In the simplest case, a driver script running under jobcontrol just needs to define one or more subjobs and call the JobDJ object’s run() method. JobDJ will run the jobs on the hosts specified on the command line. For example, you might write a driver script driver.py for running a set of Jaguar jobs like this,:

jobdj = jobqueue.JobDJ()
for infile in inputfiles:
    cmd = [‘jaguar’, ‘run’, infile]
    jobdj.addJob(cmd)
jobdj.run()

If you run this script with the command:

$SCHRODINGER/run -HOST host1,host2 driver.py

… JobDJ will automatically pick up the host list “host1, host2” through the job control system and run your jobs on those machines (one job on each machine at a time.) If the -HOST argument is a queueing system, then your jobs will all be submitted to that queueing system.

Explicit Host List

If you want JobDJ to run your subjobs on some particular set of hosts, you can specify that list when you create the JobDJ instance. For example,:

hostlist = [‘host1’, ‘host2’]
jobdj = jobqueue.JobDJ(hostlist)
...
jobdj.run()

You can get the host list that’s passed on from the command line from the getbackend_host_list() function in the jobcontrol module. Using this, the first example above could have been written:

hostlist = jobcontrol.get_backend_host_list()
jobdj = jobqueue.JobDJ(hostlist)
...
jobdj.run()

Retrying Failed Jobs

If you don’t do anything special, jobs run under JobDJ will not be retried if they fail. If you’d like failed subjobs to be run again, up to a fixed number of times, use the max_retries parameter in the JobControlJob constructor. For example,:

jobdj = jobqueue.JobDJ(hostlist)
...
job = jobqueue.JobControlJob(cmd, max_retries=3)
jobdj.addJob(job)
...
jobdj.run()

The older method for setting a nonzero number of retries was to specify a max_retries argument in the JobDJ constructor; this still works, but is now deprecated.

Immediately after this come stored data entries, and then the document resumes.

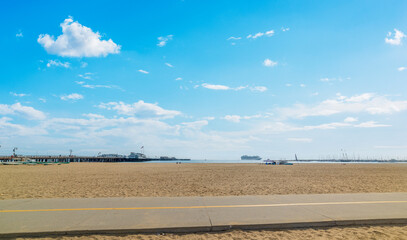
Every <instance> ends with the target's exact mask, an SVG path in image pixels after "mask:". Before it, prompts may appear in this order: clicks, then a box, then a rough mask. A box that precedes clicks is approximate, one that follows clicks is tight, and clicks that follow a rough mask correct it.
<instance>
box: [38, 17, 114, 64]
mask: <svg viewBox="0 0 407 240" xmlns="http://www.w3.org/2000/svg"><path fill="white" fill-rule="evenodd" d="M60 26H61V28H62V35H60V36H58V37H57V39H56V40H54V36H50V35H48V34H41V35H40V36H39V37H38V40H37V41H38V43H39V44H41V45H42V46H43V47H44V48H45V50H46V51H47V52H48V53H49V54H55V55H58V56H62V57H100V56H107V55H108V54H117V53H119V52H120V48H121V46H120V45H117V44H116V43H114V42H113V41H112V39H109V40H107V41H106V40H100V39H101V35H100V33H99V32H93V31H92V29H90V28H88V27H85V26H82V25H81V24H80V23H79V22H74V21H73V19H72V18H67V19H65V21H64V22H63V23H61V25H60Z"/></svg>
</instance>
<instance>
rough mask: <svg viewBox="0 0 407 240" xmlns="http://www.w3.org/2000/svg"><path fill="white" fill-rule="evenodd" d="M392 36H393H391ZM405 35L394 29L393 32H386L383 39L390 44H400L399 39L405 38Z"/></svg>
mask: <svg viewBox="0 0 407 240" xmlns="http://www.w3.org/2000/svg"><path fill="white" fill-rule="evenodd" d="M391 37H393V38H391ZM405 37H406V35H405V34H404V33H403V32H402V31H399V30H397V29H394V34H392V33H391V32H389V33H388V34H387V37H386V38H385V39H384V40H385V42H386V43H388V44H391V45H401V40H402V39H403V38H405Z"/></svg>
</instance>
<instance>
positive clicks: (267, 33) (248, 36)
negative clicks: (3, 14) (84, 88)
mask: <svg viewBox="0 0 407 240" xmlns="http://www.w3.org/2000/svg"><path fill="white" fill-rule="evenodd" d="M273 35H274V30H269V31H266V32H264V33H263V32H258V33H255V34H249V35H247V37H246V38H248V39H249V38H252V39H256V38H259V37H263V36H267V37H271V36H273Z"/></svg>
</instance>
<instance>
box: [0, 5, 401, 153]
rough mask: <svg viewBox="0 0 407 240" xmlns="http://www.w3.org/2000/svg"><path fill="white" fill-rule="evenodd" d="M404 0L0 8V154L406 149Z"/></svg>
mask: <svg viewBox="0 0 407 240" xmlns="http://www.w3.org/2000/svg"><path fill="white" fill-rule="evenodd" d="M406 10H407V2H405V1H357V2H355V1H189V0H185V1H176V0H174V1H69V3H62V2H61V3H57V2H56V1H37V2H33V1H11V2H7V3H6V2H2V3H0V20H1V21H2V22H3V23H4V24H3V30H2V32H3V33H2V37H1V38H0V48H1V49H0V50H1V57H0V72H1V75H0V145H1V148H0V154H1V155H8V154H10V153H11V150H12V148H13V147H18V148H19V153H21V154H67V153H69V149H73V151H74V154H77V155H83V154H90V155H95V154H97V153H98V152H102V153H120V154H128V153H129V152H130V151H138V150H139V149H140V147H141V146H145V151H146V153H147V154H148V155H150V156H160V155H170V156H177V157H190V158H195V159H238V158H239V157H240V156H241V155H243V154H248V155H251V154H253V155H260V156H262V157H264V158H277V159H278V158H287V159H290V158H292V157H293V156H294V153H297V155H298V156H299V157H300V158H325V157H336V158H338V157H341V156H342V153H343V152H346V153H347V154H348V156H350V157H355V158H358V157H379V158H381V157H383V158H393V157H399V158H401V157H405V156H407V140H406V134H405V133H406V130H407V126H406V124H405V122H406V117H407V96H406V93H405V89H406V86H407V84H406V74H407V57H406V53H407V52H406V47H405V46H406V45H407V39H406V35H405V33H406V34H407V15H406V14H405V12H406Z"/></svg>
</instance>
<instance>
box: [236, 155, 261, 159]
mask: <svg viewBox="0 0 407 240" xmlns="http://www.w3.org/2000/svg"><path fill="white" fill-rule="evenodd" d="M240 159H241V160H261V157H259V156H247V155H243V156H241V157H240Z"/></svg>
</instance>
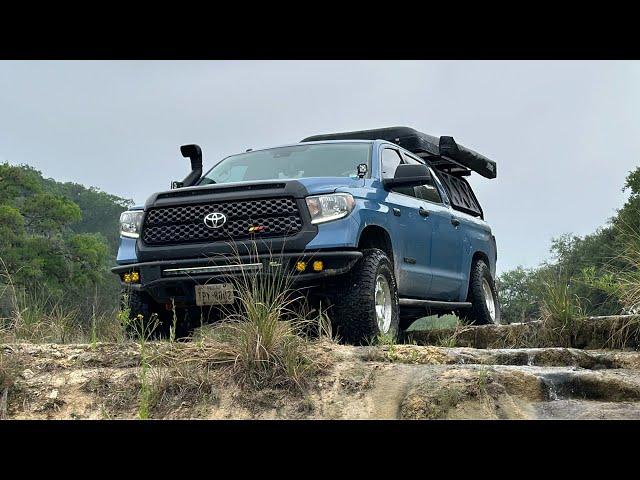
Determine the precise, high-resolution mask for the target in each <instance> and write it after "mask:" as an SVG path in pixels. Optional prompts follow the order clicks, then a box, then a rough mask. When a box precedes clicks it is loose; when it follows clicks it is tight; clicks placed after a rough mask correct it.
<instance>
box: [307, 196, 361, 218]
mask: <svg viewBox="0 0 640 480" xmlns="http://www.w3.org/2000/svg"><path fill="white" fill-rule="evenodd" d="M306 200H307V207H309V213H310V214H311V223H313V224H314V225H315V224H316V223H324V222H330V221H331V220H337V219H339V218H343V217H346V216H347V215H349V214H350V213H351V211H352V210H353V207H354V205H355V203H356V202H355V200H354V199H353V196H351V195H350V194H348V193H330V194H328V195H316V196H313V197H307V198H306Z"/></svg>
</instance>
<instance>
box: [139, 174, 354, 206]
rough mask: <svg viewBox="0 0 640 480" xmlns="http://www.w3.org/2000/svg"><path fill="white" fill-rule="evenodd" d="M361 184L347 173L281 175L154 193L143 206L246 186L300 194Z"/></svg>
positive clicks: (205, 195) (232, 192) (229, 194)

Retrying Failed Jobs Selectively

If you’d like launch failures to be retried, but not failures of your computational code, you need to override the JobControlJob.retryFailure() method.:

class MyJob(jobqueue.JobControlJob):
    def retryFailure(self, max_retries=0):
        obj = self.getJob()
        if obj and obj.ExitStatus == "died":
            return False  # don't retry the job
        return super(MyJob, self).retryFailure(max_retries)
...
jobdj = jobqueue.JobDJ(hostlist)
...
job = MyJob(cmd, max_retries=3)
jobdj.addJob(job)
...
jobdj.run()

This code uses the fact that an ExitStatus of “died” signals that the backend exited with a nonzero exit code. The retryFailure() method is passed a single argument (max_retries) from JobDJ. This is a value specified when constructing the JobDJ object, and it defaults to zero. The number of retries can also be specified on a per-job basis.